[refactor] - GCP detector

[ahrav]

Description:

This PR refactors the validation logic for GCP service account keys. Instead of directly calling the Google API to verify the credentials using google.CredentialsFromJSON, we now perform the validation by comparing the public keys.

Key changes:

• Renamed the validation function to isValidGCPServiceAccountKey to better reflect its purpose.
• Updated the function to retrieve the public key certificate from the ClientX509CertURL field of the gcpKey struct.
• Extracted the public key from the retrieved certificate and compared it with the public key derived from the PrivateKey field of the gcpKey struct.
• If the public keys match, the function returns true, indicating a valid service account key. Otherwise, it returns false.
• Updated the function comment to provide a clear explanation of the validation logic.

Benefits:

• Improved efficiency by avoiding the need to make a direct API call to verify the credentials.
• Enhanced security by validating the service account key based on the public key comparison.
• Increased clarity and readability of the code by renaming the function and updating the comment.

Checklist:

• Tests passing (make test-community)?
• Lint passing (make lint this requires golangci-lint)?

[rgmz]

Wouldn't the API call still be necessary? A genuine key does not necessarily equate to a valid key (e.g., revocation.)

[ahrav]

Wouldn't the API call still be necessary? A genuine key does not necessarily equate to a valid key (e.g., revocation.)

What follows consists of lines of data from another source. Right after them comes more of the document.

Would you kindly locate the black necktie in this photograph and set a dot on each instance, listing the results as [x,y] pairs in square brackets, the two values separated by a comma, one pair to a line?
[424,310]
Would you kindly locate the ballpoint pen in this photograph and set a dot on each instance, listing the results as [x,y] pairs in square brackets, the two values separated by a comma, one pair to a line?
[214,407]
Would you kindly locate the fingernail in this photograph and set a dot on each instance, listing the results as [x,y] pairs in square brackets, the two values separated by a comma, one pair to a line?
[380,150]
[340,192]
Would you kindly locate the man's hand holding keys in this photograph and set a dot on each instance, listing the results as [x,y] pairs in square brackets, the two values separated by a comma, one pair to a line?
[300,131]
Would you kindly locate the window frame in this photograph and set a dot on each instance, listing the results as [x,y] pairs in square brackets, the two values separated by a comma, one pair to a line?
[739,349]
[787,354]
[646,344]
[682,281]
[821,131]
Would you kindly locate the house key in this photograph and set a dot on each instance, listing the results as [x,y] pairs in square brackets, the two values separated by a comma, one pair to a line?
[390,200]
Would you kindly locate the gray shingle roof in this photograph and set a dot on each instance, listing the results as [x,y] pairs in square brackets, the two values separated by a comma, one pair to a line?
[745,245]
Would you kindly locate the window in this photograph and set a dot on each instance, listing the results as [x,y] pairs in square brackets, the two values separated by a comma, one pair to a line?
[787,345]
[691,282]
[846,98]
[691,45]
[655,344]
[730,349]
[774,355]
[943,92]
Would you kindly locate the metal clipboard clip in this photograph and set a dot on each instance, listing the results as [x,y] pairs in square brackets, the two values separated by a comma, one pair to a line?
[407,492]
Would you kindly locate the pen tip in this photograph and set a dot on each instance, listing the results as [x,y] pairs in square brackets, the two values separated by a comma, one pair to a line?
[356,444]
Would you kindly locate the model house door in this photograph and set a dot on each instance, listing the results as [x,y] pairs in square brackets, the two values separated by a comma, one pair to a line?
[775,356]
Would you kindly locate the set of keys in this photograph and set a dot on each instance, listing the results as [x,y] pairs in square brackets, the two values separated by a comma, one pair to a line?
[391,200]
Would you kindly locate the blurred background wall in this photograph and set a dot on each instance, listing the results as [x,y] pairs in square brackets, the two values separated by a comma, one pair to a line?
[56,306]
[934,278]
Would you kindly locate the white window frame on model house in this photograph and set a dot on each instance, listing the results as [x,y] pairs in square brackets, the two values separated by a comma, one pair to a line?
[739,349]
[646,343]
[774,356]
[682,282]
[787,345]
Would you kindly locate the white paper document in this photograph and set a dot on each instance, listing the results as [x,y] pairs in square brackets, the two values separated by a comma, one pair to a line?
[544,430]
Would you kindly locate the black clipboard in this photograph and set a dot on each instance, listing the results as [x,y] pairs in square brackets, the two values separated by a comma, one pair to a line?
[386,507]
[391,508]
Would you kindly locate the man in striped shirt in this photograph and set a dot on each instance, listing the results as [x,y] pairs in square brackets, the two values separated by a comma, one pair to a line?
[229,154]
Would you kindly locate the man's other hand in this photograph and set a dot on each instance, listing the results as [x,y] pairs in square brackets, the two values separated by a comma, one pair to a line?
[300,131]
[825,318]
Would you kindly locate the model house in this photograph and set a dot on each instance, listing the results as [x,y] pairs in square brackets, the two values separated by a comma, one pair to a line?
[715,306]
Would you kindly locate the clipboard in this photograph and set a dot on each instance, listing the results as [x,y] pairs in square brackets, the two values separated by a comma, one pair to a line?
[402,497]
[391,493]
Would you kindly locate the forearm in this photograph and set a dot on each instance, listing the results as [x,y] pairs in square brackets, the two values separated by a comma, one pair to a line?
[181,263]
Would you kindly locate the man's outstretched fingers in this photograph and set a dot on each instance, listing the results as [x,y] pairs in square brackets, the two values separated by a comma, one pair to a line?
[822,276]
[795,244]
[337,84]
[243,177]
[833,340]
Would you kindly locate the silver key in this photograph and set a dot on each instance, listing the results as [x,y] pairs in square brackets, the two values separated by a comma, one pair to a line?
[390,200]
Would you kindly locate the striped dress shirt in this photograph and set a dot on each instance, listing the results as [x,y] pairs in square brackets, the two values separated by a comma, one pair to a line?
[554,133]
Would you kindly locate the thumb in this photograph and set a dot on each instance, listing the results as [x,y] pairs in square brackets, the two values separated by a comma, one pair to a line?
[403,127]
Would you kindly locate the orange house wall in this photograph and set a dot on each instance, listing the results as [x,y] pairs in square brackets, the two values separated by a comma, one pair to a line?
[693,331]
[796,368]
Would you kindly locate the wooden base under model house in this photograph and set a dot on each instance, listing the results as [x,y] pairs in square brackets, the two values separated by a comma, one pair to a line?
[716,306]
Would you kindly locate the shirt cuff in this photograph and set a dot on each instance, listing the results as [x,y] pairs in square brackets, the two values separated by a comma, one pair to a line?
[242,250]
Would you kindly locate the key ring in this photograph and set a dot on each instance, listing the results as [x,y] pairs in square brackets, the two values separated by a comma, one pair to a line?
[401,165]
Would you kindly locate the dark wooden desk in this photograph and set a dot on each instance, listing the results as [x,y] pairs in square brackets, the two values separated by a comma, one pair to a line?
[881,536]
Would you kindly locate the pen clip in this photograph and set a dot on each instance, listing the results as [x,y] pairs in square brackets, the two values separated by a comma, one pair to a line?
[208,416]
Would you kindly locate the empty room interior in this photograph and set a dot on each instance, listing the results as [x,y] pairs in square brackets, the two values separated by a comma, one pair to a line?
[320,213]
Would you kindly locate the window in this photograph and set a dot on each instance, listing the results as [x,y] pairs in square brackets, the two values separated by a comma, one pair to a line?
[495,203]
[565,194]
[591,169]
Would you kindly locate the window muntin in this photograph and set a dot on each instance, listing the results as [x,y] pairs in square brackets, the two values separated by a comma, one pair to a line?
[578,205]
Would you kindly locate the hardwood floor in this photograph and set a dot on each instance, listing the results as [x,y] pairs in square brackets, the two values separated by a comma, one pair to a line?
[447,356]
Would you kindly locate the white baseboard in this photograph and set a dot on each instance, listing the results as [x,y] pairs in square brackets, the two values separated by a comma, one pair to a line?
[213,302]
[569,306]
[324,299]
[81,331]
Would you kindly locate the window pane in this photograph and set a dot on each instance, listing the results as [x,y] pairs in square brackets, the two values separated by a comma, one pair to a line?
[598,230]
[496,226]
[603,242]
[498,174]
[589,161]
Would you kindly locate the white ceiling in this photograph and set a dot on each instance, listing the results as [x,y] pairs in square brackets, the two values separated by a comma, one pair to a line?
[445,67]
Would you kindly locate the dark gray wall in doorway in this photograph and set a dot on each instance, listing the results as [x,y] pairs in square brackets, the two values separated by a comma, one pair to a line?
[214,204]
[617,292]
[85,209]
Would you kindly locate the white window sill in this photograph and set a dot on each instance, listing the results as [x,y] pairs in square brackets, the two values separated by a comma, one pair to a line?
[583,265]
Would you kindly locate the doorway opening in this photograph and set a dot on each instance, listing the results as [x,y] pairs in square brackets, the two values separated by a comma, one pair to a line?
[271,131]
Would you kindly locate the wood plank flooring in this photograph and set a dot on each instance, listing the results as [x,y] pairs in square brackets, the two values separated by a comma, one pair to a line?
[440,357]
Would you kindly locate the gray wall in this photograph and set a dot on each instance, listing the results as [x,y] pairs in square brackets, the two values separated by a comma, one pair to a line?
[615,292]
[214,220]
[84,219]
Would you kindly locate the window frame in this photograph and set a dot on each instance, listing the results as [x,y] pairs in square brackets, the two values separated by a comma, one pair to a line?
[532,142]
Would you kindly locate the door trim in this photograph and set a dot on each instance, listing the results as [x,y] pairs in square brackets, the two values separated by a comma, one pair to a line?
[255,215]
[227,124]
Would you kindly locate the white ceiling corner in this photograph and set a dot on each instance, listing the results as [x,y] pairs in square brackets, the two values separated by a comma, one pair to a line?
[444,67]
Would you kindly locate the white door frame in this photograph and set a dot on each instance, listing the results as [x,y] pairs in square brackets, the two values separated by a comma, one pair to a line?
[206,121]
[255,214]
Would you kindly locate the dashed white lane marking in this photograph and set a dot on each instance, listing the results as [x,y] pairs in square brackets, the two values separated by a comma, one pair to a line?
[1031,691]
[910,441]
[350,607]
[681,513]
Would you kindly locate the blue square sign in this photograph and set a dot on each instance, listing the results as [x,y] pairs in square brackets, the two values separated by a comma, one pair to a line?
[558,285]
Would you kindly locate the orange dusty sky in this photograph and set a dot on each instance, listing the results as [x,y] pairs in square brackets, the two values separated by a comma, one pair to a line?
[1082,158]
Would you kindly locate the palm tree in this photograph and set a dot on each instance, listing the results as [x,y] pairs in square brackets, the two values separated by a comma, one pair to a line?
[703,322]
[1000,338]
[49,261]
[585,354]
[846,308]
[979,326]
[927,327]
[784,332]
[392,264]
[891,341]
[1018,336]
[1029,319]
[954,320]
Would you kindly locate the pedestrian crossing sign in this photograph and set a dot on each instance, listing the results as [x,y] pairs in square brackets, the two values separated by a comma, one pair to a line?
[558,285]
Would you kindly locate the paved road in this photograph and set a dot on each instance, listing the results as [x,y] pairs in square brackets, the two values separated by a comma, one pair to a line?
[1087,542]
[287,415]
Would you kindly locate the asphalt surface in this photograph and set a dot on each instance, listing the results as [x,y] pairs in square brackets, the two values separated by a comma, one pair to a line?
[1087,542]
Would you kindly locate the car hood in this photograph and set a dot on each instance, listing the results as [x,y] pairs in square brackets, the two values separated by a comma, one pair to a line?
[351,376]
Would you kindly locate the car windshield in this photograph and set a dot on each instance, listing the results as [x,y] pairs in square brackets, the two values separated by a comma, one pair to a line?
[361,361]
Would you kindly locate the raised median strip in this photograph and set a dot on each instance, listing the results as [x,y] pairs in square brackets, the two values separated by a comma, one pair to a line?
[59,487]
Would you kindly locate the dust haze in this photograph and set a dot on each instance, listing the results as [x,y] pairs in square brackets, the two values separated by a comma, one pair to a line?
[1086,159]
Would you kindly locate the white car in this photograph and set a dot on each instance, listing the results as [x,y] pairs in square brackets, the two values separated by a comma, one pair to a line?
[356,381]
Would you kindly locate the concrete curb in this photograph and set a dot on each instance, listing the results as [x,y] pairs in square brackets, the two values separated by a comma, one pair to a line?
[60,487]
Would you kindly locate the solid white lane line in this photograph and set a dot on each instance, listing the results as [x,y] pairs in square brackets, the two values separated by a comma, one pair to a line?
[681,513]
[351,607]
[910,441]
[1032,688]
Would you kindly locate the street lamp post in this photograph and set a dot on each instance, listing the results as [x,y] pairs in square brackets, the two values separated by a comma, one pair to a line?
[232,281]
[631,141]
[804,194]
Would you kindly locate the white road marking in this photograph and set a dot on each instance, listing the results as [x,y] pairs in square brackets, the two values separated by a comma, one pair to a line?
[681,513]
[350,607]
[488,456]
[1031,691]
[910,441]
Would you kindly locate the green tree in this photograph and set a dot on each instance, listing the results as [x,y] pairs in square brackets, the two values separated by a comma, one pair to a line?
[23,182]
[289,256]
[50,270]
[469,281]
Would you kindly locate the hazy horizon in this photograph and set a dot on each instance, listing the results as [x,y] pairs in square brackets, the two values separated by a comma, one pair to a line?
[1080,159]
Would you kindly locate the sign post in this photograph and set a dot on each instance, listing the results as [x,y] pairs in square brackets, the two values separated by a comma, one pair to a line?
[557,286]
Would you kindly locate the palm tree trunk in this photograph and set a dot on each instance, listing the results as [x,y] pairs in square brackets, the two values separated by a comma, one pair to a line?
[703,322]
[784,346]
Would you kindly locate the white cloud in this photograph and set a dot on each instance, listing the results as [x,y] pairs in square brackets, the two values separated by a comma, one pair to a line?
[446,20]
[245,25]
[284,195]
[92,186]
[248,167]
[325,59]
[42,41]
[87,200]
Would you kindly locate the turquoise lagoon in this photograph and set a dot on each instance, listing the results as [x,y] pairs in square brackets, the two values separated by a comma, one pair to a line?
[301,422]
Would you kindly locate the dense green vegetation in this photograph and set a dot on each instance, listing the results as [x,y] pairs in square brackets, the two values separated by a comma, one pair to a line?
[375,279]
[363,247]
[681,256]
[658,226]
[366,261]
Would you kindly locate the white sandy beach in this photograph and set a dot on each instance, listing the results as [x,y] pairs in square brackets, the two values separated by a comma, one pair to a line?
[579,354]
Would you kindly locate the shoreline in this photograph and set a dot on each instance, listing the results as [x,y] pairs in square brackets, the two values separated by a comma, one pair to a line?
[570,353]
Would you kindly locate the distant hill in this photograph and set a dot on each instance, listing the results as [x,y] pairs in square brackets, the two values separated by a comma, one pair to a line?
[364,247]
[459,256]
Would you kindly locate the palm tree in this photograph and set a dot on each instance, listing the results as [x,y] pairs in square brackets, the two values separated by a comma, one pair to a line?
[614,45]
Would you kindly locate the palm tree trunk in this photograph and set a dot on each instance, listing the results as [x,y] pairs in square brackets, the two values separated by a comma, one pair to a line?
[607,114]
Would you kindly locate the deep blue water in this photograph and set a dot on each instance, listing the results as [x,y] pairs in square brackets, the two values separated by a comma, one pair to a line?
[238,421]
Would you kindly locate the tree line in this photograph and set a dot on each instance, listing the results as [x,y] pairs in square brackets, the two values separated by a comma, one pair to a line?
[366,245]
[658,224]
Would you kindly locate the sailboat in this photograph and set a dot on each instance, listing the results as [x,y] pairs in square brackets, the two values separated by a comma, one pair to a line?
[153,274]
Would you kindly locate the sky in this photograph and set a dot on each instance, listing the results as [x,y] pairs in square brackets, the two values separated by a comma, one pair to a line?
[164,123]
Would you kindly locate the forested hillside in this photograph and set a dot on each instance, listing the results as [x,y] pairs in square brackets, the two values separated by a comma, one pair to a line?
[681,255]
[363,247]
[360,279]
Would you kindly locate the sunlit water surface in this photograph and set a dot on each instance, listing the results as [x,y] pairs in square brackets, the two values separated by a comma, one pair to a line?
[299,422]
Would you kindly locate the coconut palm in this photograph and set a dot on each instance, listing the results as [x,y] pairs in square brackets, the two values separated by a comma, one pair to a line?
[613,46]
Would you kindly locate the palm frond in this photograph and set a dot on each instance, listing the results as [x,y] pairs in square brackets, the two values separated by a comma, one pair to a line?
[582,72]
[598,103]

I totally understand your concern about the necessity of making an API call to verify the validity of the credential, considering factors like revocation, I had the same concerns initially.

I have actually tested this scenario by disabling the service account, and I can confirm that the approach of comparing the public keys works as expected. When a service account is expired or disabled, the request to fetch the certificate from the ClientX509CertURL returns a 404 status code. This indicates that the certificate is no longer accessible, and the service account is correctly considered invalid.

By relying on the availability of the certificate at the ClientX509CertURL, we can effectively validate the status of the service account. If the certificate is not found (404 status code), it means the service account is no longer valid, regardless of the public key comparison.

This approach aligns with the recommendation provided to us by the Google team. They suggested that if we can successfully retrieve the certificate and find a matching public key corresponding to the private key in the credential, it can be considered live and verified.

Let ma update the comments to document that.

[rosecodym]

I think I see a way to support indeterminacy (commented inline) - is that possible?

(And out of curiosity, what prompted this change?)

[ahrav]

I think I see a way to support indeterminacy (commented inline) - is that possible?

(And out of curiosity, what prompted this change?)

The team at Google requested we use this approach instead.

[rgmz]

Are both string and bool return types necessary? If bool is only true when string != "", you could return (string, error) and just check whether string != "".

(Idk, the three return values confused me while reading this.)

[rgmz]

Is it worth handling these errors? The input is coming from a trusted API in a known format; I'd think that any failures would be highly unusual and something worth looking at.

[rgmz]

Would it make sense to run this prior to the verify block? That way, if the key isn't valid (e.g., ---- BEGIN PRIVATE KEY ----- \n<YOUR-KEY-HERE>\n---- END PRIVATE KEY -----) it doesn't need to make a network request. It would also filter out invalid results if verification is disabled/unverified results are being shown; right now, there is no false positive check.